ワールドカップでまさかのベスト16敗退となったブラジル代表。ノルウェーに敗れてベスト16で姿を消した「サッカー王国」には、母国でも大きな批判が集まっている。

かつてブラジル代表として1994年、2002年のワールドカップ優勝を経験した名SBカフーが『Daily Mail』で母国代表の敗退について語っていた。

「残念ながら、今回のワールドカップでの結果は我々が期待していたものではなかった。ブラジルは常に非常に尊敬されるチームだ。世界王者にもなってきた。ただ、今回のワールドカップでは素晴らしくなかった。それは事実だ。ブラジル代表は我々が望んでいたよりも悪いパフォーマンスだった。

ただ、私はいつも言っている。サイクルは始まり、サイクルは終わるもの。そして2030年のブラジル代表のサイクルは、今始まったのだ。このワールドカップで何がうまくいったのかを考え、何が間違っていたのかを修正することだ。

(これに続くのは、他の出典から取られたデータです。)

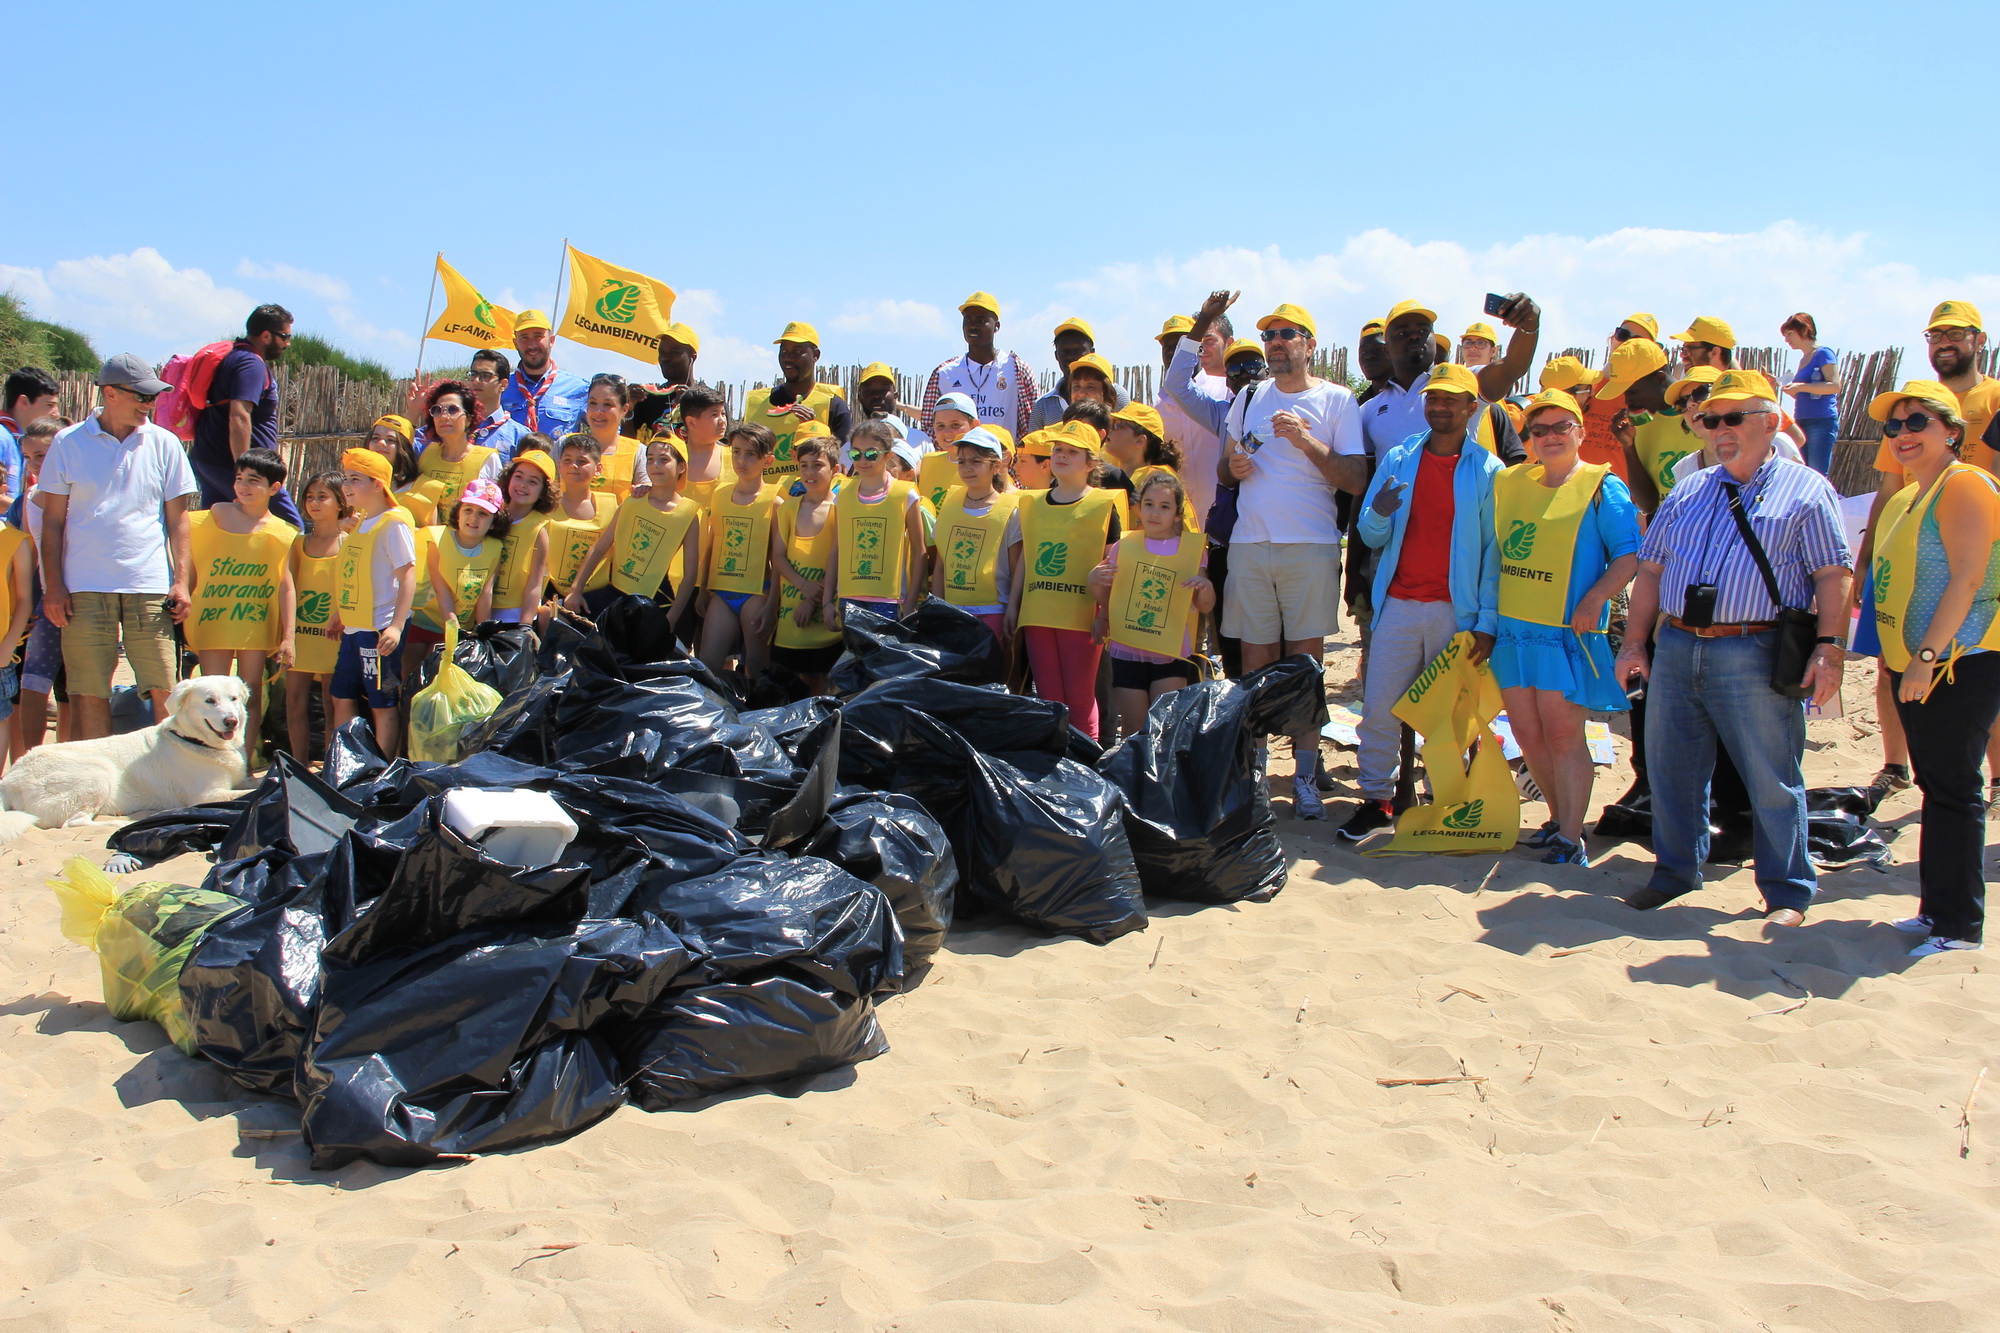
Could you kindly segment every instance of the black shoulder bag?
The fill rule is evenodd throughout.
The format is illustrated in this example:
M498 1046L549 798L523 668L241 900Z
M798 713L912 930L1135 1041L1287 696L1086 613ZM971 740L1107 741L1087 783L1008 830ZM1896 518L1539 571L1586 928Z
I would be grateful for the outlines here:
M1750 548L1757 572L1764 576L1771 604L1778 608L1778 642L1771 654L1771 688L1787 699L1810 699L1812 691L1802 682L1812 662L1813 649L1819 644L1819 617L1785 605L1778 592L1778 576L1771 572L1771 558L1764 554L1764 543L1757 540L1757 530L1750 526L1750 516L1743 512L1742 488L1724 483L1722 489L1729 497L1729 516L1736 520L1736 530L1743 534L1743 544Z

それは一瞬で済むような話ではないんだ。1試合の結果だけで、4年間の仕事をすべて投げ捨てるわけにはいかないからね。

偉大なアイドル、大きなスター、スポーツや人生で成功した人々も、いつかは皆引退するものだ。息子は父になり、父は祖父になり、祖父は曾祖父になる。世代は続いていく。ネイマールはサッカーに大きな遺産を残した。彼は偉大な選手として引退する。我々はこれからも彼を恋しく思うだろう。

世代を比較することは本当にはできない。私の世代を70年代と比べることはできないし、70年代を80年代と、80年代を90年代と比べることもできないんだ。

それぞれが勝者の世代であり、サッカーの歴史を作った世代だった。我々の世代は3大会連続でワールドカップ決勝に進んで歴史を作った。そして、2030年の世代にも同じようなインパクトを残してほしい」

2002年以来、ワールドカップ優勝から遠ざかっているブラジル。世界中に散らばる数々のタレントを抱えながら、代表チームとしての完成度や勝負強さが乏しい状況が続いている。

カフーはこの大会が2030年に向けてのスタートになると指摘し、代表を離れることを示唆したネイマールのあとの世代に大きな期待を持っているようだ。